Officials at the Justice and Treasury departments have grown increasingly concerned about Mexican cartels’ use of the U.S. banking system to launder proceeds from the sale of fentanyl and other drugs, which kill tens of thousands of Americans every year.

Couriers who launder money for the cartels “are opening accounts at banks large and small here in the US,” a senior Treasury Department official told CNN in May.

Treasury Department and IRS officials earlier this year began briefing U.S. banks and social media companies, on whose platforms the drugs are often bought and sold, to get a clearer picture of how the cartels’ financial exploit the system, CNN reports.

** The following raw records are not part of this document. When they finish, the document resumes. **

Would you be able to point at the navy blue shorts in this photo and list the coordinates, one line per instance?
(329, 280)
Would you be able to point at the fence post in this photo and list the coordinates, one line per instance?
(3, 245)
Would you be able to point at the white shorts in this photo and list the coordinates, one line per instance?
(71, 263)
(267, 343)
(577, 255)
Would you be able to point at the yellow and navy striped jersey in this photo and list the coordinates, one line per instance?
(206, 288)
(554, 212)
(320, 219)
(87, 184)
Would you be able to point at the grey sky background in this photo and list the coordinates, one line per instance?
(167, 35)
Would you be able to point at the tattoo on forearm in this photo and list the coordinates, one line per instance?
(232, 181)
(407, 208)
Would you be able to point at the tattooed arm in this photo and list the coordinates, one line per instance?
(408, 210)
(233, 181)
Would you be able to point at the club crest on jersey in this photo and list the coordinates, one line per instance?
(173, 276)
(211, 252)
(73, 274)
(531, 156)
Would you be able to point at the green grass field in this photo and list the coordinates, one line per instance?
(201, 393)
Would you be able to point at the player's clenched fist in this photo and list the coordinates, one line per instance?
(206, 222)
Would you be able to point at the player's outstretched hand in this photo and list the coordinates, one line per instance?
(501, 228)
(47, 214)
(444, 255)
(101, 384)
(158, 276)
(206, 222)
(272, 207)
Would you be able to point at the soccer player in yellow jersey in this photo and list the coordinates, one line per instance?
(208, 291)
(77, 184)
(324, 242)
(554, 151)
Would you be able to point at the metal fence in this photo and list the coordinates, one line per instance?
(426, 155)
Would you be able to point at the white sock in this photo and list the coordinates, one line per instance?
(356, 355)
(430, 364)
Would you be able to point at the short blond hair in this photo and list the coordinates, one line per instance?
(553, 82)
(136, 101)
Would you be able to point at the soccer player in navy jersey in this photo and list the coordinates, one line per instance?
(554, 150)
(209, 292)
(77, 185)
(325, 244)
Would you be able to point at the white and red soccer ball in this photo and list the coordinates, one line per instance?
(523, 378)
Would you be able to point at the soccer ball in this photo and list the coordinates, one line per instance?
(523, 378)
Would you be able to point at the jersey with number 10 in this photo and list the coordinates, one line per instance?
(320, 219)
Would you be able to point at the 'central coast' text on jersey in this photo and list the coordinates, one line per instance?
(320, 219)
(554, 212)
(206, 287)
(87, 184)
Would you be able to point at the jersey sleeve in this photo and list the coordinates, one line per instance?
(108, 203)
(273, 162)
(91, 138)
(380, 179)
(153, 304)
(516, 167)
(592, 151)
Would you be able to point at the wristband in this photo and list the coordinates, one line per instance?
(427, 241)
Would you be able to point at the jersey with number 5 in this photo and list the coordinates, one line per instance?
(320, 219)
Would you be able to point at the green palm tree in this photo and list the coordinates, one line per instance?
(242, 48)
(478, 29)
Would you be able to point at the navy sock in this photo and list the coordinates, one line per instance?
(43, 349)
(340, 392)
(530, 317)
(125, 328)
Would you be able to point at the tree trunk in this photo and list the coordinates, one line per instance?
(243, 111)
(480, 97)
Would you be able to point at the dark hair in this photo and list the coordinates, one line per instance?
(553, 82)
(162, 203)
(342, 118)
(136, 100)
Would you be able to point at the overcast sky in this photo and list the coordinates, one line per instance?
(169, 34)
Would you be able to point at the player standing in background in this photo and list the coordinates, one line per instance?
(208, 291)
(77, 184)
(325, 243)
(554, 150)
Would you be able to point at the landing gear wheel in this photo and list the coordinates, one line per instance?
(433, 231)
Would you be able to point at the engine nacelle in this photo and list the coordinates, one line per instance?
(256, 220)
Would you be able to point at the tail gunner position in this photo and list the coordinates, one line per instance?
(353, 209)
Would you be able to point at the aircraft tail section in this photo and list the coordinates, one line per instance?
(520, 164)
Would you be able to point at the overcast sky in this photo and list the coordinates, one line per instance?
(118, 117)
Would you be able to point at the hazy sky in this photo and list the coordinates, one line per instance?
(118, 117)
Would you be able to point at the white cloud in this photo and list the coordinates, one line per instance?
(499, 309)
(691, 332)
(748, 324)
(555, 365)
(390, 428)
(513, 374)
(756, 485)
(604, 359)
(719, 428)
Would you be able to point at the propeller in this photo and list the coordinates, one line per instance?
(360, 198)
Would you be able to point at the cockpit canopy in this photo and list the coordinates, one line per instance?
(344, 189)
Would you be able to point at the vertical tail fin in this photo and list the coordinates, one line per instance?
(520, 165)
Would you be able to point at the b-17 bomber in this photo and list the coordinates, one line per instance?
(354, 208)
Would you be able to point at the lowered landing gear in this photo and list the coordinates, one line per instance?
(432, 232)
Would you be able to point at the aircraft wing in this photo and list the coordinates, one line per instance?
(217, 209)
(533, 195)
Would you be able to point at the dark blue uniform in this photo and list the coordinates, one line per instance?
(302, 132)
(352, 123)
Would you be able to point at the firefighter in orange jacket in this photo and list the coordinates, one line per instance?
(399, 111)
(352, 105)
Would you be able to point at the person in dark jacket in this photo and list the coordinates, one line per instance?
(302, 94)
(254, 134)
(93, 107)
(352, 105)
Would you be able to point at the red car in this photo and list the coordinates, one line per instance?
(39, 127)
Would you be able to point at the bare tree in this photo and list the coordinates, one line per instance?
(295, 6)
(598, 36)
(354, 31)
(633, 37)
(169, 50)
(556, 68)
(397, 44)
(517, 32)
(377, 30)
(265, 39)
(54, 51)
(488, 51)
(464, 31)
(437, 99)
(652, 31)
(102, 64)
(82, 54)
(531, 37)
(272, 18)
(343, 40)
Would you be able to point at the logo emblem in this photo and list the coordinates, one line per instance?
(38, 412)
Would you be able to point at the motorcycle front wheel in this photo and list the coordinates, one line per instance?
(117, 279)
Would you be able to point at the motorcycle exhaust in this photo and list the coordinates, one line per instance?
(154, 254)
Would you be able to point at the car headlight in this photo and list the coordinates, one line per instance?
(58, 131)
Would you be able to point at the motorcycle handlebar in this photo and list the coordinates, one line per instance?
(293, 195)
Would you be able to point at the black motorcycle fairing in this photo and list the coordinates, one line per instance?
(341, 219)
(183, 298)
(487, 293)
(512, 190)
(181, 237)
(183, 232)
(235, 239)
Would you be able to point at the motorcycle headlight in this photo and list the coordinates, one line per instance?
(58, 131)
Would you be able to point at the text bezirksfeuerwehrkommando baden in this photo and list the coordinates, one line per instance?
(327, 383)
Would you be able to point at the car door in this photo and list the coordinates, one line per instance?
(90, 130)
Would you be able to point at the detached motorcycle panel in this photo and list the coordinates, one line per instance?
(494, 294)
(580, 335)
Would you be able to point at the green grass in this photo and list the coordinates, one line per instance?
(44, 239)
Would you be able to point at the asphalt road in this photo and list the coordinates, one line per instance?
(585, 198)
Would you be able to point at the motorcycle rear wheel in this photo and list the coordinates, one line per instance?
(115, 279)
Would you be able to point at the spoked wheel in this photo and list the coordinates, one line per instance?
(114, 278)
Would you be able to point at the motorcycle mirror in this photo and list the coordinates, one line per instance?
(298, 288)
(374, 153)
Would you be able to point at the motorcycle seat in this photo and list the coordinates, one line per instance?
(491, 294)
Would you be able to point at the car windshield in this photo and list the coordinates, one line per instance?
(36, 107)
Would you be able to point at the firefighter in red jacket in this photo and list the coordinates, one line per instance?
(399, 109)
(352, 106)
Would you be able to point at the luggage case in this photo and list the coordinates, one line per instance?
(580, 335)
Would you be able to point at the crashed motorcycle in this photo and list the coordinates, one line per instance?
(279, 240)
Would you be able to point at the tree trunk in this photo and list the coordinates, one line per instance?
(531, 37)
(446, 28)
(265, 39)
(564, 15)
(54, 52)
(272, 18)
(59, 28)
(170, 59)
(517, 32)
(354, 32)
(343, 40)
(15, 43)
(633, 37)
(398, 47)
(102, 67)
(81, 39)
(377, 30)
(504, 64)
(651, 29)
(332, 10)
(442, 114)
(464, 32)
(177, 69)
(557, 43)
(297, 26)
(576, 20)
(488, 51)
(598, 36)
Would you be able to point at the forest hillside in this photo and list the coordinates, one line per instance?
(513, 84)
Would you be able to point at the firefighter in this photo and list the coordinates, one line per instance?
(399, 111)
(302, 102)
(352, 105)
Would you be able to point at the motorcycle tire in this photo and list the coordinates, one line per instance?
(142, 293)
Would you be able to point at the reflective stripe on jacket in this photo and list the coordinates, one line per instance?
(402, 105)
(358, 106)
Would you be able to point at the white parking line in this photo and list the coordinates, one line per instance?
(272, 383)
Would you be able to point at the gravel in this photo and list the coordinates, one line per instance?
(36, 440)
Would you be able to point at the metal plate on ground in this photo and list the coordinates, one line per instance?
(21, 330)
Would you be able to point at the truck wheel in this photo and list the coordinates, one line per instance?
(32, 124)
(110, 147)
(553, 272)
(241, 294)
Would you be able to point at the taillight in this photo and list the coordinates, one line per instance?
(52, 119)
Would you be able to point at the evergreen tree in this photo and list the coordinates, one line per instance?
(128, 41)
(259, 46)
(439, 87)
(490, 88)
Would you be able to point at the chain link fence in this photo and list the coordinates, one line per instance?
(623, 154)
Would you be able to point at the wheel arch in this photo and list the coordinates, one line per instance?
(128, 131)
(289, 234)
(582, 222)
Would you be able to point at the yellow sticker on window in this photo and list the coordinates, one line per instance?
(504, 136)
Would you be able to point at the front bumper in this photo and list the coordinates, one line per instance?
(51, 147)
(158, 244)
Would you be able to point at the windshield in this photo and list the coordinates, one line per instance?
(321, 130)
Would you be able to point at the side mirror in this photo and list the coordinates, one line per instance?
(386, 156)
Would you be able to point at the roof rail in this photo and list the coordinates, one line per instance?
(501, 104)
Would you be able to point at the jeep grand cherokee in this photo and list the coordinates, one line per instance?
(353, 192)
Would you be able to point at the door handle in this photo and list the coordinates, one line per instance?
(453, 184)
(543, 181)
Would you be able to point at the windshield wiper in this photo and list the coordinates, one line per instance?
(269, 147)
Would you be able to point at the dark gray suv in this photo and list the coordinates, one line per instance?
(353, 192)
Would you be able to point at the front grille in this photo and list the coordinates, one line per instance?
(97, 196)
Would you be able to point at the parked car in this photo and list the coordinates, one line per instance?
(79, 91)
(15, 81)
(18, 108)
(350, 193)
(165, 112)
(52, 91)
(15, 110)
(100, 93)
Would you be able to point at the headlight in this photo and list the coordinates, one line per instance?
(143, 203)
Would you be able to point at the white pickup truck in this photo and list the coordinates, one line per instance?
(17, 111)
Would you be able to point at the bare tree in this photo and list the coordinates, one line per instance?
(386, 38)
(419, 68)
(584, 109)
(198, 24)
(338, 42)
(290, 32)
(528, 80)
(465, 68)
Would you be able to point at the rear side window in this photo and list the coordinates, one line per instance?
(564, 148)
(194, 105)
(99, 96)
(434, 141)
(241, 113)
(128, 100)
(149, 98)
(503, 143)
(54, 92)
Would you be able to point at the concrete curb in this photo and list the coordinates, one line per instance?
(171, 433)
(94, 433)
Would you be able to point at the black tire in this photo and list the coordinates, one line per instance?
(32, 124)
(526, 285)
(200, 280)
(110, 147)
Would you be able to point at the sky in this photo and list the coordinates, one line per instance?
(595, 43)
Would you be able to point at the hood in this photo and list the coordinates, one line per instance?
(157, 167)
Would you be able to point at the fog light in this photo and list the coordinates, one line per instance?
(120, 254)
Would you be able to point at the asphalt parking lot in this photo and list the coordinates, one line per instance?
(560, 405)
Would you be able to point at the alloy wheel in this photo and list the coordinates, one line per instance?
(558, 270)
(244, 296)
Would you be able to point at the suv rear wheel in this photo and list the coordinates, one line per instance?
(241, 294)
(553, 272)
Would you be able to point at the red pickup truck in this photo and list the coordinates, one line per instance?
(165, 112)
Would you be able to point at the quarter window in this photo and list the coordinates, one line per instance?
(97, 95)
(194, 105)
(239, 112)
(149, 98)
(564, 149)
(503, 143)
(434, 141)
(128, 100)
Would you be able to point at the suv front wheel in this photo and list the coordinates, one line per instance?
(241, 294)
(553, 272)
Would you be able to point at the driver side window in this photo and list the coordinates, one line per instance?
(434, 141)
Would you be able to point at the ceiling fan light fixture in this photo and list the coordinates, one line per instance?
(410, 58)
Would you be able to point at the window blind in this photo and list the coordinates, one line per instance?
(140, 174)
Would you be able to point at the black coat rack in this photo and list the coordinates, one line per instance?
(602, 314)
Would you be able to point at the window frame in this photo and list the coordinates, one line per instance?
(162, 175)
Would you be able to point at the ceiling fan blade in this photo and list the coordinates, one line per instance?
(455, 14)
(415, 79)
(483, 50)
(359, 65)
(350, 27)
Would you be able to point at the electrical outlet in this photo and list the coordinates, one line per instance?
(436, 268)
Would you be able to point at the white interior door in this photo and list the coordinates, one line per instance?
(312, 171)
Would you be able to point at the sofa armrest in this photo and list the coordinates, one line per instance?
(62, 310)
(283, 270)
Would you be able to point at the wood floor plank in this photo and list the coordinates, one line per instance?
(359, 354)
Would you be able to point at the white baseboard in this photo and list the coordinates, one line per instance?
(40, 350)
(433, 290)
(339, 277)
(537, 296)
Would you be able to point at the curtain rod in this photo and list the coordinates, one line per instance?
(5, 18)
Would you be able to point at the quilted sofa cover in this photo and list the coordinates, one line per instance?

A focus of the meetings, the Treasury official said, is how to use intelligence provided by smaller banks that can spot money laundering fronts in their communities.

Because of the seriousness of the charges, some critics, including Democratic Massachusetts Sen. Elizabeth Warren, said the sentences did not go far enough.

“Major banks view government fines as the cost of doing business,” Warren said in a statement. “This settlement ensures that bad bank executives can go free for allowing TD Bank to be used as a criminal slush fund. The Department of Justice and the Office of the Comptroller of the Currency must do a better job enforcing our anti-money laundering laws.”

Last year, TD Bank paid $1.2 billion to settle a lawsuit alleging involvement in a notorious $7 billion Ponzi scheme orchestrated by disgraced financier Allen Stanford more than a decade ago.

The money was used to reimburse victims of the scheme, but the bank denied any wrongdoing.

This is a breaking news story. It will be updated.